Les résultats du sondage ont été officiellement présentés à la presse lundi 15 mai 2023 à la maison de la presse de Bamako. Au total 1445 Bamakoises et Bamakois de 18 ans et plus ont été interrogés, dont 50,1% de femmes et 49,9% d’hommes. Sur la gestion actuelle du pays 65,4% sont « très satisfait » et 26,2% « plutôt satisfait. La somme du taux de ces deux opinions majoritaires équivaut à plus de 85 %. Seulement 4,8% des Maliens résidant à Bamako se disent insatisfaits et 3% très insatisfaits.
Dans une période où la gestion des politiques sur les trois dernières décennies est souvent critiquée dans l’opinion, ce sondage vient révéler que plus de 63% de Bamakois souhaiteraient un régime militaire (comme actuel sous la transition) plutôt qu’un régime démocratique (33,5% favorable). C’est donc sans surprise que 89,6 % veulent que la transition actuelle soit prolongée jusqu’à la stabilisation du pays contre seulement 9,5% qui sont pour la tenue rapide des élections présidentielles.
Grands défis
83% des sondés estiment que la lutte contre la pauvreté, la vie chère et la crise alimentaire demeure le plus grand défi auquel fait face actuellement le Mali suivi de la lutte contre l’insécurité/ contre les terroristes (81,4%). D’autres défis qui ressortent sont ceux de la lutte contre le chômage, l’assurance d’un meilleur accès à l’eau et/ou à l’électricité, l’amélioration de l’éducation scolaire et l’organisation des élections, entre autres.
Référendum
Sur le Référendum prévu le 18 juin prochain, dont la Campagne va s’ouvrir le 2 juin prochain, 55,2% des personnes interrogées (soit la majorité) ne connaissent « pratiquement rien sur la nouvelle Constitution » tandis que seulement 7% affirment en avoir une « bonne connaissance ». Concernant les intentions de vote lors du scrutin, 83,6% indiquent voter pour le « oui » contre 5,9% pour le « non » et 10,5% qui comptent s’abstenir.
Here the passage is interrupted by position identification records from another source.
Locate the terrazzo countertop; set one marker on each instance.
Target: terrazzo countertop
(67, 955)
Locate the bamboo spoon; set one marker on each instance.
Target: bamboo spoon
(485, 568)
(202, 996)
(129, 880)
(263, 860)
Alors que le débat continue sur la légalité du référendum organisé par le gouvernement de transition, 84% de maliens à Bamako estiment que le président de la transition Assimi Goita et son équipe doivent l’organiser contre 10,6% qui appellent à un renoncement.
Côte de popularité
A la tête des personnalités dont les Bamakois ont le plus d’opinion favorable, le Chérif de Nioro, Bouyé Haidara avec 71,4% d’opinion très favorable suivi du Premier ministre Choguel Kokalla Maiga (67,6%) et du leader religieux guide des Ançar dine, Chérif Ousmane Madani Haidara. L’Imam Mahmoud Dicko dont la cote de popularité est en baisse, ne reçoit que 24,6 % d’opinion très favorable contre 35,9% défavorable. Le président de la Transition, classé aux côtés des présidents américain, français, russe, burkinabé, nigérien et ivoirien recueille plus de 94% d’opinion très favorable suivi de Vladimir Poutine (89,2%.
Audience des médias
Concernant l’audience des médias que le sondage a également couvert, parmi les activités Web Tv et personnalités de médias les plus connues à Bamako, on retrouve « Ouverture Média » de Thierno N’diaye (61%), Sékou Tangara, le présentateur du « Débat du dimanche » sur Africable et « Mediatik » de Idriss Martinez Konipo.
Quant aux radios communautaires les plus écoutées des Bamakois interrogés, Les Radios Jekafo et Kledu se talonnent de très près (respectivement 28,6% et 28, 3%) suivi de la radio Baoulé (20,2% de la radio Liberté (18, 6%) et de la radio Nieta (10,9%).